Comparing approaches to the versatile idea of ‘programming by example’, which has relevance in various different fields and contexts, and designing interdisciplinary new techniques.
Haik Manukian and Judith Clymo
Adria Gascon, Turing Research Fellow, University of Edinburgh
Nathanaël Fijalkow, Turing Research Fellow, University of Warwick
Brookes Paige, Turing Research Fellow, University of Cambridge
Programming by example is a very natural and simple approach to programming: instead of writing a programme, give the computer a desired set of inputs and outputs, and hope that the programme will write itself out of these examples. In general, nothing prevents the computer from relying on training data, initiating an interactive dialogue with the user to resolve uncertainties, or even relying on the Internet, e.g. StackOverflow, to produce a solution that realises the user’s intent.
A typical application is for an excel sheet: you write 2,4,6, and click on “continue”. You hope that the computer will output 8,10,12… Another application is for robotics, where Programming by Example is often called Programming by demonstration. The goal there is to teach robots complicated behaviours, not by hard-coding them, which would be too costly and complicated, but by showing a few examples and asking the robot to imitate.

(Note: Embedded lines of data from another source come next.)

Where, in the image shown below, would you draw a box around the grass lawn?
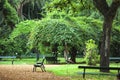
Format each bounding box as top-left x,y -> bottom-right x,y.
0,58 -> 120,80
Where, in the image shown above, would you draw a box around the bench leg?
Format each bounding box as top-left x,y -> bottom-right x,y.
12,60 -> 14,65
83,68 -> 85,78
40,65 -> 46,72
33,66 -> 36,72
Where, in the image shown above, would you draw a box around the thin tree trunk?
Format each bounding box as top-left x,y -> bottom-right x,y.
71,47 -> 77,63
100,18 -> 113,72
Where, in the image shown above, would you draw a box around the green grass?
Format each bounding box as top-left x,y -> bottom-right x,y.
0,58 -> 120,80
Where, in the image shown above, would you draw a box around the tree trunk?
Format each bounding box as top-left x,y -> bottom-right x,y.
71,47 -> 77,63
100,17 -> 113,72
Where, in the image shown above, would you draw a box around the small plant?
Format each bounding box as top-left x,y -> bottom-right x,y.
85,39 -> 99,65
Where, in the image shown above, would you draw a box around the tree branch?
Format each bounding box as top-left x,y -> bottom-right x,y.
107,0 -> 120,18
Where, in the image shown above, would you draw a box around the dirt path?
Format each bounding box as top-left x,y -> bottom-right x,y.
0,65 -> 70,80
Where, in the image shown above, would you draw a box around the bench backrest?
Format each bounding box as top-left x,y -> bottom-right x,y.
45,57 -> 56,61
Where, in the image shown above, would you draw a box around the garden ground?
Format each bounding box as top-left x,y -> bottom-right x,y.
0,65 -> 70,80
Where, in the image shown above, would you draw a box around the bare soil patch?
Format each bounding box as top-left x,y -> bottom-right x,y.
0,65 -> 70,80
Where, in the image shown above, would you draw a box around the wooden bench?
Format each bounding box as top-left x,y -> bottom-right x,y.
78,66 -> 120,78
45,56 -> 60,64
0,56 -> 16,65
109,57 -> 120,63
33,58 -> 46,72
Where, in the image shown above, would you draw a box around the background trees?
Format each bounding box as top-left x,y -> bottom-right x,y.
0,0 -> 120,69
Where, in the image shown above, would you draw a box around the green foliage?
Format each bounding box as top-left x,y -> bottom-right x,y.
3,0 -> 18,25
85,39 -> 99,65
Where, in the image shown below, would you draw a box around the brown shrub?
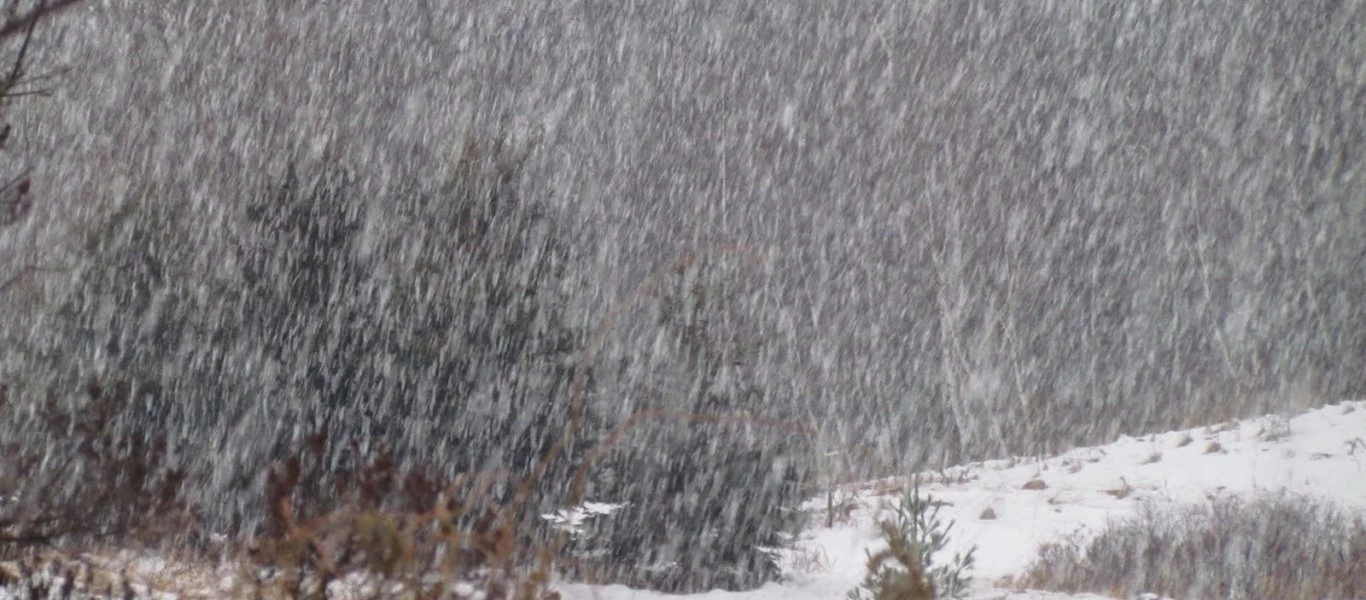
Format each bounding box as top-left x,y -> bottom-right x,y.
1020,496 -> 1366,599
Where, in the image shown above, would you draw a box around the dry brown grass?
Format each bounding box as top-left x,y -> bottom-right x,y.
1018,496 -> 1366,599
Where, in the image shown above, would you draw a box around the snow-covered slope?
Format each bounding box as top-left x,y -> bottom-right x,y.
0,400 -> 1366,600
559,400 -> 1366,600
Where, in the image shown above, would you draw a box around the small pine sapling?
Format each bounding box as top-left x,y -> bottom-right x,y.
848,482 -> 977,600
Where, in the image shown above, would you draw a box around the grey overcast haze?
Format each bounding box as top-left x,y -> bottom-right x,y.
0,0 -> 1366,598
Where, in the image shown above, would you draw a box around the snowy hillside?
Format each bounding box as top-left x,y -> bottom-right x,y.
561,400 -> 1366,600
0,400 -> 1366,600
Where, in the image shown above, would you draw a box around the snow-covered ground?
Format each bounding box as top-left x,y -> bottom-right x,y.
559,400 -> 1366,600
0,400 -> 1366,600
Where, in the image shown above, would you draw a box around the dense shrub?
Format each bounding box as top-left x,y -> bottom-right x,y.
1020,495 -> 1366,599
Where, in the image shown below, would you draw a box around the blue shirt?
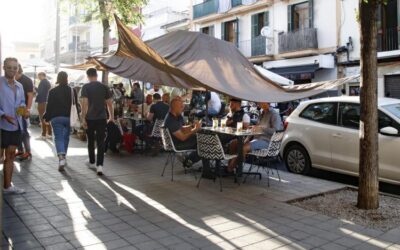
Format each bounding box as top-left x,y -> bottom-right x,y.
36,79 -> 51,103
0,76 -> 26,131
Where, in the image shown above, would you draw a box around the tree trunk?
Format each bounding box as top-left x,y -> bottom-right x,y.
99,0 -> 110,85
357,0 -> 379,209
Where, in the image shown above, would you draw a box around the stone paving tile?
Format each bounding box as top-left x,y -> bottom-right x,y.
386,244 -> 400,250
2,129 -> 400,250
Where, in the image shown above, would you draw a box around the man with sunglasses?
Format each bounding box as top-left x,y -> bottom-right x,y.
15,64 -> 33,161
0,57 -> 27,194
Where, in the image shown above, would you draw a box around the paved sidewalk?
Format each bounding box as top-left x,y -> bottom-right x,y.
3,128 -> 400,250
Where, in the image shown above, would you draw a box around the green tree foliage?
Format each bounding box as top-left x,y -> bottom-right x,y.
67,0 -> 148,84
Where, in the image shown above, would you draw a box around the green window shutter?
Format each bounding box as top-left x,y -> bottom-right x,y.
221,23 -> 225,41
288,5 -> 293,32
264,11 -> 269,26
251,14 -> 258,38
308,0 -> 314,28
235,18 -> 239,48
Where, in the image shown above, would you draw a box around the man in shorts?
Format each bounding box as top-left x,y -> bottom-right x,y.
0,57 -> 29,194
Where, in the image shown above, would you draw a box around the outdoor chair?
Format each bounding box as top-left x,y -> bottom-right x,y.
243,131 -> 285,187
197,132 -> 237,192
146,119 -> 164,155
160,127 -> 197,181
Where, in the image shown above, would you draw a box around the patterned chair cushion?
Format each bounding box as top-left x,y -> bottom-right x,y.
160,127 -> 174,151
197,132 -> 231,160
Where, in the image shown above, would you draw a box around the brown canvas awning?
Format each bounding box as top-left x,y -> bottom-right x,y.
69,17 -> 360,102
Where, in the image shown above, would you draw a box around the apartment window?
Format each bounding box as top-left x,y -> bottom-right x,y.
251,12 -> 269,56
377,0 -> 400,51
72,36 -> 81,43
221,19 -> 239,46
288,0 -> 313,31
251,11 -> 269,37
200,25 -> 214,36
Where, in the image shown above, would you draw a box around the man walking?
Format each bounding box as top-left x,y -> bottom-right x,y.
15,64 -> 33,161
0,57 -> 29,194
81,68 -> 114,175
36,72 -> 52,139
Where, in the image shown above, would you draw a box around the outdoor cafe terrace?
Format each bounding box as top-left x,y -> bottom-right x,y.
2,128 -> 400,249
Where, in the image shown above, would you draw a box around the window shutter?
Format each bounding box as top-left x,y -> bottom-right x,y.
251,14 -> 258,38
264,11 -> 269,26
288,5 -> 293,32
221,23 -> 225,41
308,0 -> 314,28
235,18 -> 239,48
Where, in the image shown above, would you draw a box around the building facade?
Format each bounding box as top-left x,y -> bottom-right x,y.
192,0 -> 400,98
337,0 -> 400,98
141,0 -> 190,41
41,0 -> 106,64
192,0 -> 337,84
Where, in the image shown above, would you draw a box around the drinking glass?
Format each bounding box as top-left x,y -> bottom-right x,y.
213,118 -> 218,129
236,122 -> 243,132
221,118 -> 226,129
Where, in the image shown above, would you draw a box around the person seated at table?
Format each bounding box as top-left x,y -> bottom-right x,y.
148,84 -> 164,96
163,97 -> 201,168
226,98 -> 250,129
147,93 -> 169,122
131,82 -> 144,104
196,92 -> 222,117
137,94 -> 153,118
161,93 -> 170,105
227,102 -> 283,172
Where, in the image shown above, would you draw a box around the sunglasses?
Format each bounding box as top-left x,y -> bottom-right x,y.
5,66 -> 18,70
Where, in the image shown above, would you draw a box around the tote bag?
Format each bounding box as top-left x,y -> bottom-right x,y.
69,88 -> 81,128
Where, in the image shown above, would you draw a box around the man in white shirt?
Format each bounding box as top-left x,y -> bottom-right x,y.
206,92 -> 221,116
147,84 -> 164,96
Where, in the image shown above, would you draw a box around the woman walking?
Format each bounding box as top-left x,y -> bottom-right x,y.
43,71 -> 78,171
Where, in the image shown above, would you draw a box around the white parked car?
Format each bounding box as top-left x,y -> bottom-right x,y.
281,96 -> 400,185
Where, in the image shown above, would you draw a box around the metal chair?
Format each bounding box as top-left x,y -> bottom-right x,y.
197,132 -> 237,192
243,131 -> 285,187
146,119 -> 164,156
160,127 -> 197,181
150,119 -> 164,139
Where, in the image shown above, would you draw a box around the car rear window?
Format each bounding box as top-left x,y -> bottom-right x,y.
300,102 -> 337,125
382,103 -> 400,119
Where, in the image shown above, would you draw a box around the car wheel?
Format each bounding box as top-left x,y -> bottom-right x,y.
284,144 -> 311,174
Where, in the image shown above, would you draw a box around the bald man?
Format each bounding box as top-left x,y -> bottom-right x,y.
164,98 -> 201,168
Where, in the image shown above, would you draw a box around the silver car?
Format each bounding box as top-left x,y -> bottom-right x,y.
281,96 -> 400,185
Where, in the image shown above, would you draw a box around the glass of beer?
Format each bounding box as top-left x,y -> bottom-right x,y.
213,118 -> 218,129
15,106 -> 26,116
221,118 -> 226,129
236,122 -> 243,132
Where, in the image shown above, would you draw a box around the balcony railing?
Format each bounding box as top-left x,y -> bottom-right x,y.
377,27 -> 400,52
193,0 -> 219,19
279,28 -> 318,53
239,36 -> 273,57
68,42 -> 89,51
193,0 -> 242,19
232,0 -> 242,8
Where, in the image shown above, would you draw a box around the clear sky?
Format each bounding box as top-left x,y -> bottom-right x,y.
0,0 -> 45,42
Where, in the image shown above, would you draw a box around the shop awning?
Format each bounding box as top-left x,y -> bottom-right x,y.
69,14 -> 360,102
268,64 -> 320,80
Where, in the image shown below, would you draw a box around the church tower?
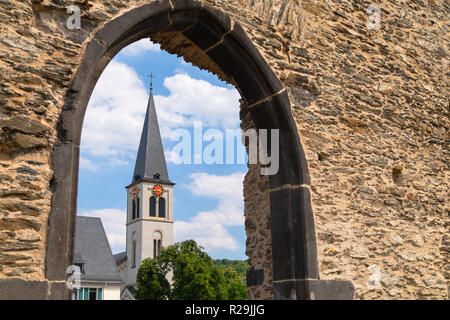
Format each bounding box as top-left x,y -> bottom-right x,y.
121,83 -> 175,286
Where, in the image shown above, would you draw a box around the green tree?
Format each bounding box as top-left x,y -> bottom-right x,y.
224,266 -> 247,300
136,259 -> 170,300
136,240 -> 236,300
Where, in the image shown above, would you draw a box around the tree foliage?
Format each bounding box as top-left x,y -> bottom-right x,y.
136,240 -> 246,300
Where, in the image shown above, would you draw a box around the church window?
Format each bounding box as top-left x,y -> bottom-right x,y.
131,199 -> 136,220
153,239 -> 161,258
158,198 -> 166,218
150,197 -> 156,217
136,198 -> 140,219
131,240 -> 136,268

Automated program synthesis, namely having programs write correct programs, is a problem with a rich history in computer science that dates back to the origins of the field itself. In particular, the simple paradigm of “Programming by Example” has been independently developed within several sub-fields (at least formal verification, programming languages, and learning) under different names and with different approaches. This project is about understanding the trade-offs between these techniques, comparing them, and possibly devising one to beat them all.